BLUE STRIPED SHIRT OR THAT FUNKY BLACK ONE?” I ASK THE PHONE ON my bed.

“Black.” Kat’s voice is distorted, like either her mouth or my phone is full of bees. You’d think in this modern age they’d have figured out how to make speakerphone work better. I mean, shouldn’t we have holograms or something by now? “Did you get my email? With the final draft of the questionnaire?” she asks.

“Probably.” I used to be able to get Kat to stop talking about the project for days at a time. Now, with our next check-in coming up on Monday, I’m lucky if she lasts ten minutes. “What about the purple one? With Mickey Mouse?” I lay it out on the bed beside the black shirt. This afternoon is my fourth real date with Grayson. Fifth if you count the time I skipped math class and we went down to the corner store to get slushies. Which really should count. They were good slushies.

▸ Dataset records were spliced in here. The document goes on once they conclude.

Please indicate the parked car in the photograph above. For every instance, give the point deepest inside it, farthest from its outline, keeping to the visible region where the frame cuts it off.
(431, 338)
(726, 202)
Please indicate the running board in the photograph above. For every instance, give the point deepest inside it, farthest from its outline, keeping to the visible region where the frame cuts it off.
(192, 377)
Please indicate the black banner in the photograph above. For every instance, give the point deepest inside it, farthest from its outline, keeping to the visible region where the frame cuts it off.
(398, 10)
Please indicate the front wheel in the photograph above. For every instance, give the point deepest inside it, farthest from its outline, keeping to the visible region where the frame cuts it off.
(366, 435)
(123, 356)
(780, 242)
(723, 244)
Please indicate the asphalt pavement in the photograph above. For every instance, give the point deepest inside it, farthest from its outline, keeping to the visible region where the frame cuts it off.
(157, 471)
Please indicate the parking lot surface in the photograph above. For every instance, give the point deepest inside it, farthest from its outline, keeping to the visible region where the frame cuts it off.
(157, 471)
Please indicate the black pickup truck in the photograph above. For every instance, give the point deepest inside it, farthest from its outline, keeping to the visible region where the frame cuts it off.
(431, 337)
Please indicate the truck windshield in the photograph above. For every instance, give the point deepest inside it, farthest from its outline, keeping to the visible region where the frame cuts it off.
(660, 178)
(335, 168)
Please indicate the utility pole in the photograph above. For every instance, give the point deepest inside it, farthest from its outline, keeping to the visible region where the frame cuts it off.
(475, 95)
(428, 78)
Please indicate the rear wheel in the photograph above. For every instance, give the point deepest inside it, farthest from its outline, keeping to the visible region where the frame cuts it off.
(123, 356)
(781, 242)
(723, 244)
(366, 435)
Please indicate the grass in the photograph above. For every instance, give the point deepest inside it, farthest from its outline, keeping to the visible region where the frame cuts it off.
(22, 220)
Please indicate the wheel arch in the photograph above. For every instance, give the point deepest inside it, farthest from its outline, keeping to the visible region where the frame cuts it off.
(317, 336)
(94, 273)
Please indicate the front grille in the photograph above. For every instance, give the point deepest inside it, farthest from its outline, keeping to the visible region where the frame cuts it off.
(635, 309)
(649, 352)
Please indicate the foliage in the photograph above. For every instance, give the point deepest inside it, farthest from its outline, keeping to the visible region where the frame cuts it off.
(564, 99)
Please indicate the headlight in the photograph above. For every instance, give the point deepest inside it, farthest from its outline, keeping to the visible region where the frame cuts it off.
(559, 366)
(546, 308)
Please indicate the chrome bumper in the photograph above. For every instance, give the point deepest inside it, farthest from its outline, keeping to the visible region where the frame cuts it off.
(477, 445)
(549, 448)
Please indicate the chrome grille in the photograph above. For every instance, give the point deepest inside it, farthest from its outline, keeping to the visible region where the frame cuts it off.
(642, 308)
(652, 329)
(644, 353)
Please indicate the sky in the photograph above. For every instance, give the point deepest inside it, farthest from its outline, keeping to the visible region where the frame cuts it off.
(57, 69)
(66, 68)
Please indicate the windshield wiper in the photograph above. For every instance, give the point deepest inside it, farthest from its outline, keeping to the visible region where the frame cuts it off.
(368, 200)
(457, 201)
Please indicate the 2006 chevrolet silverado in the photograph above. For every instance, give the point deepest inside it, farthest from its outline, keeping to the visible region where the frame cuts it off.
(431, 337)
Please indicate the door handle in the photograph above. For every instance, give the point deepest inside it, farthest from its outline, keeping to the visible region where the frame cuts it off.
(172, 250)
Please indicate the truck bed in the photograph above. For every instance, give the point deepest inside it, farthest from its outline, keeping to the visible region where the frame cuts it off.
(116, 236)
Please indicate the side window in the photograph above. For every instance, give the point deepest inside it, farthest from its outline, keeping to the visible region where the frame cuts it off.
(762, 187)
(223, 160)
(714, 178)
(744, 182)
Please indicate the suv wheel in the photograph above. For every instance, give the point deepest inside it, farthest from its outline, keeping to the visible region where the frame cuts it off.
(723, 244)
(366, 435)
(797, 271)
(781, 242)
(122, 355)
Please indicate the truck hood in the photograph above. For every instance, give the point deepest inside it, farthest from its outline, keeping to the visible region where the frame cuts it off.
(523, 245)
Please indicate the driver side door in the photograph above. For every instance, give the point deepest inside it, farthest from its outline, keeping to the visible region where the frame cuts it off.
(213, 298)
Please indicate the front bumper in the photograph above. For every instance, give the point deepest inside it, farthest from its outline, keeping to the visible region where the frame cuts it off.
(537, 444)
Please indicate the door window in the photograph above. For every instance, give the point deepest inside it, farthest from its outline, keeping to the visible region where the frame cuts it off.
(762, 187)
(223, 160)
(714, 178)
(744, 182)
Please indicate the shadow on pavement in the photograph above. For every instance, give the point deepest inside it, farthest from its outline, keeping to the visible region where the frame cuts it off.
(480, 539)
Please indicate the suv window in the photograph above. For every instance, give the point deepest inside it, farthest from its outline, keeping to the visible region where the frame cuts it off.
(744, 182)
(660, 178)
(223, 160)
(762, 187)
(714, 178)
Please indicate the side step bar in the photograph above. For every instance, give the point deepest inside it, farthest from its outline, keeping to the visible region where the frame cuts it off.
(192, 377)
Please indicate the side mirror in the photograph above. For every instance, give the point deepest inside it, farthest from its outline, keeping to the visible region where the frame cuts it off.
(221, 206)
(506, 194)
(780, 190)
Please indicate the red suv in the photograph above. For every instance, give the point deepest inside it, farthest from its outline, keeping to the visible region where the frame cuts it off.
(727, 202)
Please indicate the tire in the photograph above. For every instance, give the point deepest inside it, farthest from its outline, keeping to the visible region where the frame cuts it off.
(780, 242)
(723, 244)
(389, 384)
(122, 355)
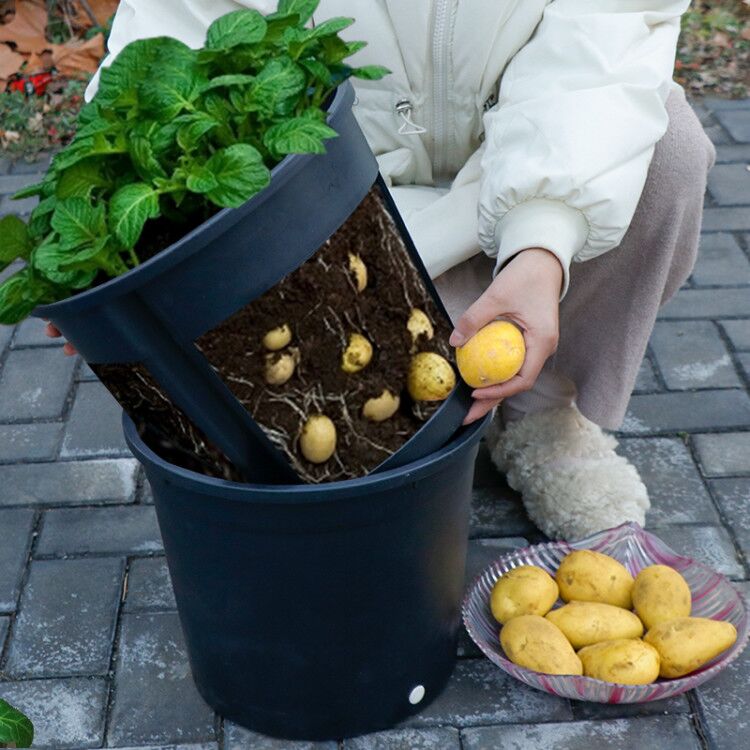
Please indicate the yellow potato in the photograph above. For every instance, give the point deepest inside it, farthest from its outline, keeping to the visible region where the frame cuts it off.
(660, 593)
(588, 576)
(628, 661)
(430, 377)
(687, 643)
(585, 623)
(535, 643)
(527, 590)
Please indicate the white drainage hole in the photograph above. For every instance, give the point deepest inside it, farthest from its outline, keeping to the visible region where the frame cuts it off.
(416, 695)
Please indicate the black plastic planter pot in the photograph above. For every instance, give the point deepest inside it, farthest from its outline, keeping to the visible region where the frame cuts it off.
(319, 611)
(139, 331)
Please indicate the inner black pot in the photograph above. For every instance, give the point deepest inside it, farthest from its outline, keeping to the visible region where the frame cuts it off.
(138, 331)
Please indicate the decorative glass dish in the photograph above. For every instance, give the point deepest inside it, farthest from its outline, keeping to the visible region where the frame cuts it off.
(713, 596)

“Did you agonize about your clothes this much every morning this week?”

“No. Yes. Wait, what was the question?” I’m holding the blue striped shirt against my chest in front of the mirror and maybe not entirely listening.

Kat laughs through her mouthful of bees. “You’ve seen Grayson like every day this week. And last week. And . . . the week before, right? It’s been three weeks? Isn’t this date just like every other?”

“If you think a date’s no big deal, why don’t you go on one?” The blue striped shirt makes me look like a sailor. Can’t decide if that’s a good thing or bad.

“Shut up,” Kat says. “Just the thought makes me want to puke. About our project, though, seriously. I know we can talk about it tonight after your date when I come over, but I need to know if there’s anything I should be working on before then. The questionnaire’s ready to go. And we have all the control factors determined, and the steps mapped out. Do you think that’s enough to show Mr. Carter on Monday? I’m worried we should have started testing. Do you think we should’ve already started testing . . . people?”

She says “people” like it’s a bad word—not the way Grayson or I would say a bad word, but the way she would say a bad word. In other words, like a gun’s being held to her head.

“No idea. Okay, I’m thinking the black one.” I drop the blue shirt back on the bed and grab the black.

“The black shirt? That’s what I said.”

“Oh, good. So consensus.” I yank the shirt over my head. The V-neck isn’t deep, but it does give me the tiniest bit of cleavage. Definitely the right shirt. I touch up my makeup while Kat lets out the odd squawk. She must be playing LotS.

The doorbell rings.

“That’s him. Got to go. TTYL.” I blow Kat a kiss, hang up, stuff my phone in my pocket, and dart out of the room and down the stairs. Instead of barreling around the corner into the entryway, I force myself to stop at the bottom stair to pat down my frizz, and it’s a good thing that I do. The voice that drifts around the corner from the front porch is not Grayson’s. It’s Stephen-the-Leaver’s.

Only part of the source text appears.